Avec 280 militaires mobilisés et 1,4 tonne d’or saisie ou détruite en 2024, l’État démontre une présence réelle et déterminée. Mais selon le général Loïc Baras, la réalité du terrain est implacable : près de 8 000 garimpeiros se dispersent désormais sur 591 sites, transformant la forêt en zone d’exploitation incontrôlable. Les dégâts écologiques sont colossaux, avec chaque année 150 hectares détruits et 100 kilomètres de cours d’eau empoisonnés au mercure un scandale sanitaire qui frappe de plein fouet les populations du Maroni.

Le préfet Antoine Poussier l’affirme : l’action doit évoluer. Après avoir ciblé les moyens de production, il s’agit désormais de frapper les flux logistiques, plus diffus et plus difficiles à intercepter. Le quadruplement du prix de l’or crée une ruée qui rend rentables des sites jusqu’ici abandonnés. Mais la véritable faiblesse se situe hors des frontières françaises : le Suriname reste la base arrière des orpailleurs, où 80 % du métal extrait illégalement est revendu. Tant que Paramaribo ne coopérera pas pleinement, la Guyane luttera avec un handicap structurel.

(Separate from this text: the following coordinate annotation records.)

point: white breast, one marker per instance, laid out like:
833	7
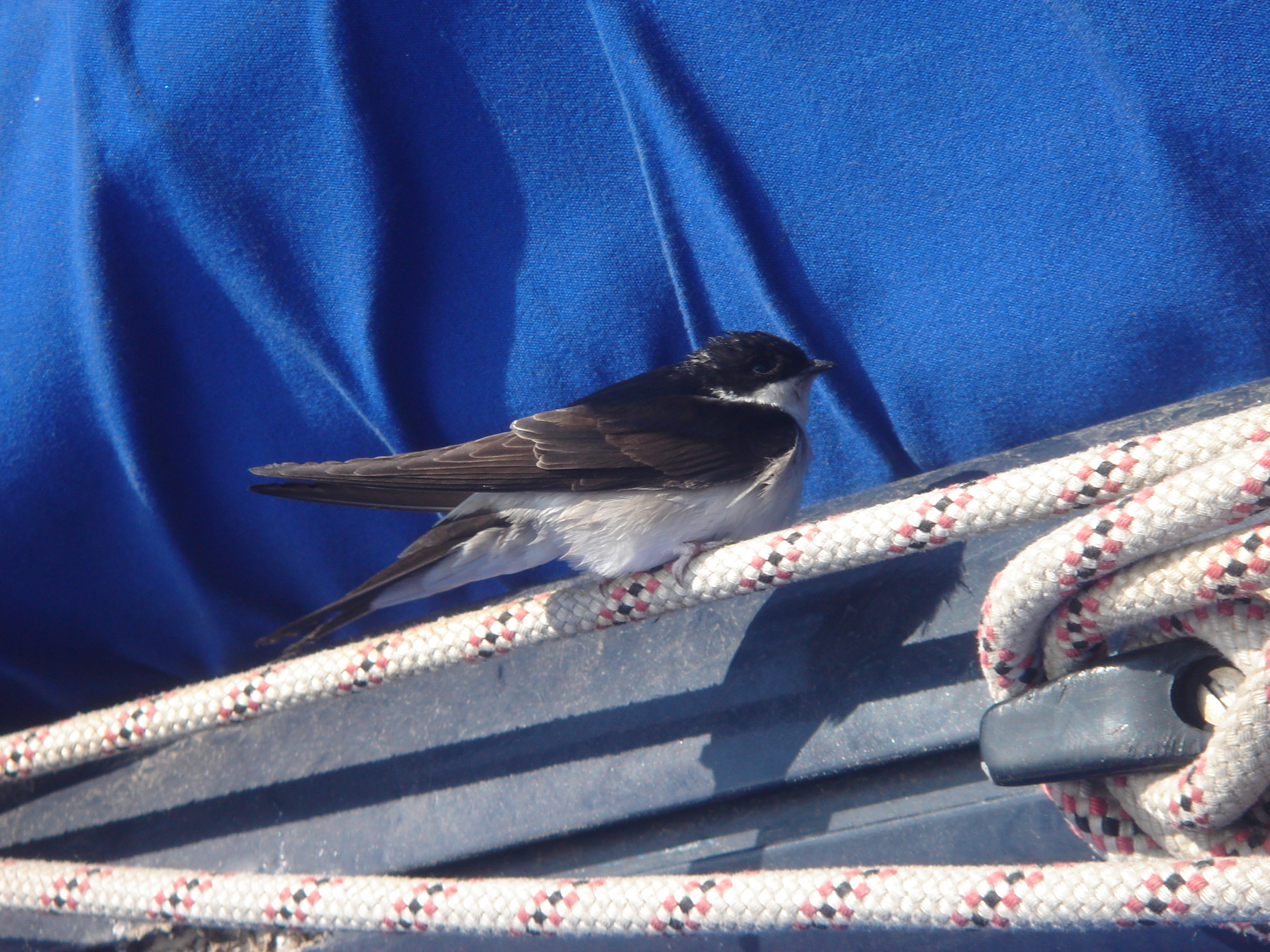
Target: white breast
620	531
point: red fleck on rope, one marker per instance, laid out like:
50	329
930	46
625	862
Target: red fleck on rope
1129	564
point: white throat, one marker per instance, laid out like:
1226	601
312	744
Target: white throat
790	395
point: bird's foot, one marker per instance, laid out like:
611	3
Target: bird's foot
687	551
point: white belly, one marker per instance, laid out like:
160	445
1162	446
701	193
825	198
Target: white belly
609	532
620	531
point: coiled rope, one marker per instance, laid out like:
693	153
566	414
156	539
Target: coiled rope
1048	612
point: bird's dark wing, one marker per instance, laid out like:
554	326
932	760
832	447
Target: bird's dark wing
686	441
676	441
430	549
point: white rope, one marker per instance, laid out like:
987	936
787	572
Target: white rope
963	898
808	551
1170	488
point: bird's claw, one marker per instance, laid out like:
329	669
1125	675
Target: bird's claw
687	552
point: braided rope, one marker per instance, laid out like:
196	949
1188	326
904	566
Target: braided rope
1153	492
845	541
1077	895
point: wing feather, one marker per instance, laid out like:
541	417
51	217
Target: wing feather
675	441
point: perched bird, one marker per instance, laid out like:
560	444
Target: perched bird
629	477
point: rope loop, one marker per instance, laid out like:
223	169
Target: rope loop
1144	563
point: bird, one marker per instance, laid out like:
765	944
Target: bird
644	473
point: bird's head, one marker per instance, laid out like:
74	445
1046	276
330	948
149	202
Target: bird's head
756	367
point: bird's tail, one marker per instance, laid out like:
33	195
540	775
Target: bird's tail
443	539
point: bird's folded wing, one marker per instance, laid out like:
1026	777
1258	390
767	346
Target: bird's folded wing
674	441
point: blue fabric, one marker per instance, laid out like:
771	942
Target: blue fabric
250	232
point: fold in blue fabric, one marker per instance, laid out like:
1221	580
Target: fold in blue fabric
245	233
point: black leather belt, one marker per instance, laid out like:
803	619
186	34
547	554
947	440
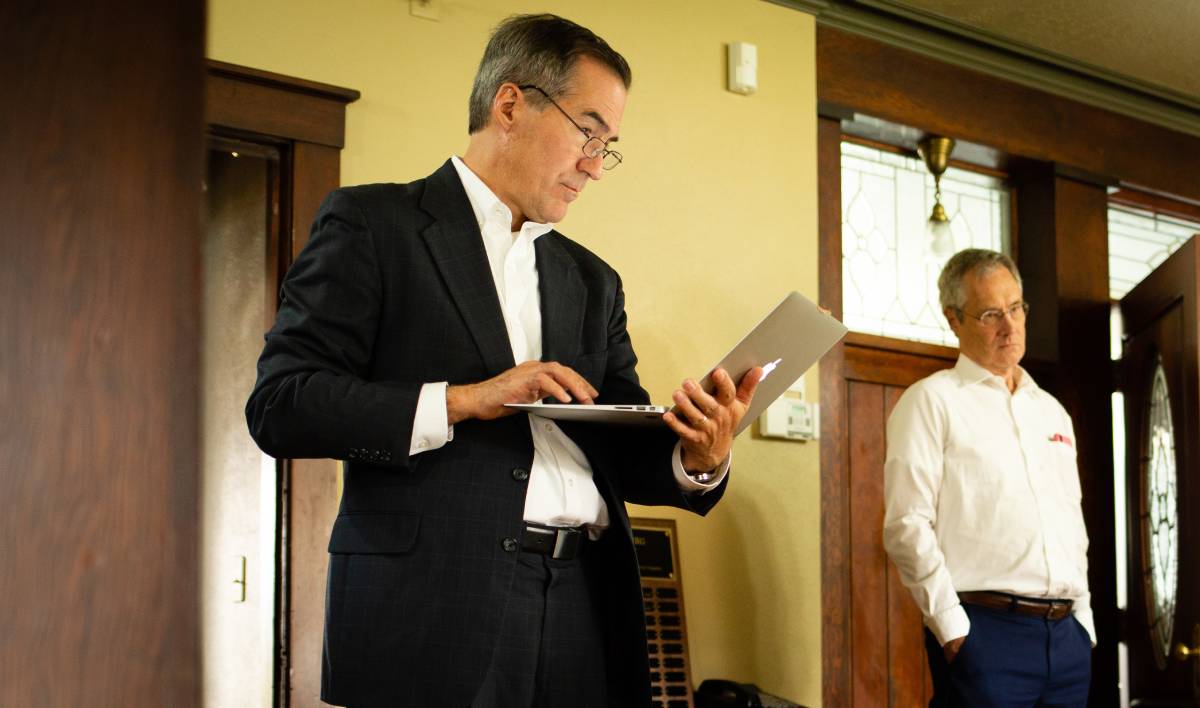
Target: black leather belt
1042	607
558	543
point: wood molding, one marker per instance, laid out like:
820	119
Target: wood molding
265	103
1018	120
306	121
1158	204
100	307
970	49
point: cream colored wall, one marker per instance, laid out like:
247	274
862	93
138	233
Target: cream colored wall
711	220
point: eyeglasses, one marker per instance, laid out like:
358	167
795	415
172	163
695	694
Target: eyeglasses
594	147
991	318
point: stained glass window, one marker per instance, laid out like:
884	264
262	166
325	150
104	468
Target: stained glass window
1161	527
1138	243
889	273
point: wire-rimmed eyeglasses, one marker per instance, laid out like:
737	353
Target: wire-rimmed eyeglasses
991	318
594	147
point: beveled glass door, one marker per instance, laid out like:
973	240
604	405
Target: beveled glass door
1162	385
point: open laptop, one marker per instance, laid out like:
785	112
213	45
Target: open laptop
785	345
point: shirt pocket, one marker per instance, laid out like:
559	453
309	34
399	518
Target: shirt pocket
1061	462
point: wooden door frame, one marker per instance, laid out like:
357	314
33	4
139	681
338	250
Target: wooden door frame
306	121
1175	286
1062	155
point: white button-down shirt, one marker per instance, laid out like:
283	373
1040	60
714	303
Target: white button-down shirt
983	493
561	490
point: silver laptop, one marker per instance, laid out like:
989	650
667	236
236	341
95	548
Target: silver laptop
785	345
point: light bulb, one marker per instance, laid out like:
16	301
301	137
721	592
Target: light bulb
941	239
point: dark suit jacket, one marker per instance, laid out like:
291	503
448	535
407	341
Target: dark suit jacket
393	291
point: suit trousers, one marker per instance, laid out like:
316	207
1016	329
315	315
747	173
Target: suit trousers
1013	660
551	651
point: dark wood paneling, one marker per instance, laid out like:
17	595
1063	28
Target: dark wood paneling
317	173
897	369
312	509
1157	204
916	90
306	121
313	483
909	683
869	589
1161	317
271	105
1065	265
100	299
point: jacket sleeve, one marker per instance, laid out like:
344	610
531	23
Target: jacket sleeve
313	397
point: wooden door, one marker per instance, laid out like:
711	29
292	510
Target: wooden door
883	642
101	148
305	123
1162	387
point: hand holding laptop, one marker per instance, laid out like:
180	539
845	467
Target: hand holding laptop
527	382
707	423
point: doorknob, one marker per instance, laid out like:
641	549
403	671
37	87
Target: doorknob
1183	652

Ce « plafond de verre » n’est pas le signe d’un État démissionnaire, mais celui d’une bataille asymétrique où les trafics transfrontaliers exploitent les failles administratives et les zones grises diplomatiques. Pour autant, il n’y a pas d’alternative : préserver l’Amazonie française, protéger les populations du mercure et défendre la souveraineté de la République exigent une stratégie renforcée. Cela passera par plus de moyens, certes, mais surtout par une coopération régionale à la hauteur condition indispensable pour briser, enfin, ce plafond et reprendre l’avantage dans une lutte essentielle pour l’avenir de la Guyane.